Il s'agit donc de prendre le coût d'acquisition des fonds étrangers en pourcents, soit les intérêts effectivement payés, et d'y ajouter une marge de 0,5 % ou 0,25 % (mais au total 2,5 % au minimum) pour obtenir le pourcentage minimal que la société doit exiger (en recette) sur le prêt à son actionnaire ; il s'agit d'un taux minimum.

c. Même s'ils concernent tous deux des prestations appréciables en argent, les ch. 1 et 2 de la lettre-circulaire 2009 traitent de deux sujets différents, soit respectivement les insuffisances de recettes et les excédents de paiements, étant précisé qu'il n'y a pas de renvois d'un chiffre à l'autre. Le ch. 2 de la lettre-circulaire 2009 fait quant à lui un renvoi à la circulaire n° 6 pour, dans le cadre du calcul correctif d'éventuels excédents de paiement, effectuer une correction préalable d'un éventuel capital propre dissimulé.

10) En l'espèce, il n'est pas contesté que X______ n'a pas de capital propre dissimulé, comme cela résulte du calcul même de l'AFC-GE, et qu'elle ne procède à aucun excédent de paiement envers ses actionnaires ou leurs proches. Elle respecte ainsi la circulaire n° 6.

11) Dès lors, on ne discerne pas pourquoi le ch. 2 de la lettre-circulaire 2009, qui vise des taux maximums, trouverait à s'appliquer en l'espèce. La référence que fait l'AFC-GE dans son recours au ch. 3.1 de la circulaire n° 6 n'apparaît en effet pas pertinente, le ch. 3 de celle-ci se rapportant dans son ensemble au traitement fiscal du capital propre dissimulé ; lequel est, encore une fois, inexistant dans le cas de X______.

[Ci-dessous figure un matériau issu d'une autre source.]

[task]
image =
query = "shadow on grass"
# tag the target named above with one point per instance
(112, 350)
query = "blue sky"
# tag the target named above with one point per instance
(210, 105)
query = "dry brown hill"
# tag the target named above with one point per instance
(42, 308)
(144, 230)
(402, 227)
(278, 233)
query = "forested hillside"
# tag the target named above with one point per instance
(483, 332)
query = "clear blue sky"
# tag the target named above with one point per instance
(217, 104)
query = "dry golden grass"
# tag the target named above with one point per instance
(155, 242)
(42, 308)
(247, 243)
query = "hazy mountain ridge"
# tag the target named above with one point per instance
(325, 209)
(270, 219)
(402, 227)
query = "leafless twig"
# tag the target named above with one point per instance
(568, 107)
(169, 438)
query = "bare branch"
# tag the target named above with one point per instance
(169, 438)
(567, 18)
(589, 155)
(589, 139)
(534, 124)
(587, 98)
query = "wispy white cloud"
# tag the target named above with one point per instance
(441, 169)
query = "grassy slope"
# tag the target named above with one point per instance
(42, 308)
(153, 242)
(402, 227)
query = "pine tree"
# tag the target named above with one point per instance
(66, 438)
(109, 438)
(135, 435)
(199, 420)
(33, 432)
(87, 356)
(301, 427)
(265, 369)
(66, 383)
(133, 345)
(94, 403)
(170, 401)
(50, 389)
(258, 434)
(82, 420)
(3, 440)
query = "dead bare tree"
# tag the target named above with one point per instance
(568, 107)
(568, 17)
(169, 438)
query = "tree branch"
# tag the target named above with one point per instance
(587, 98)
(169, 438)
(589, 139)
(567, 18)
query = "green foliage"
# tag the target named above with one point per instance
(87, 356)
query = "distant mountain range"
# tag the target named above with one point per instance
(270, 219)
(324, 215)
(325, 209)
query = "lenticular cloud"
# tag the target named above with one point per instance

12) Dans son calcul, l'AFC-GE considère que le coût effectif payé pour obtenir les fonds étrangers n'est pas suffisant et donc que X______ aurait dû payer davantage à ce titre ; elle définit ainsi un coût standard plus élevé, auquel elle ajoute les 0,5 % et calcule ainsi le taux d'intérêt que la société aurait dû facturer à son actionnaire.

Le montant corrigé qui découle de ce calcul présentera donc une marge bénéficiaire supérieure aux taux de 0,5 % ou 0,25 % : il ne sera donc plus en harmonie avec la jurisprudence du Tribunal fédéral citée ci-dessus au consid. 9b, ce d'autant plus qu'un tel calcul ne permet plus d'atteindre le but de simplification visé par la lettre-circulaire 2009, et rappelé par le Tribunal fédéral.

En outre, ce calcul impute des recettes supplémentaires sans tenir compte des charges supplémentaires liées, ce qu'impose pourtant l'art. 58 al. 1 let. b LIFD.

13) Pour ces différentes raisons, les griefs de l'AFC-GE doivent être écartés ; le calcul opéré par le TAPI, tel que résumé dans la partie en fait du présent arrêt, ne prête pas le flanc à la critique et sera confirmé.

Le recours est ainsi mal fondé et sera rejeté.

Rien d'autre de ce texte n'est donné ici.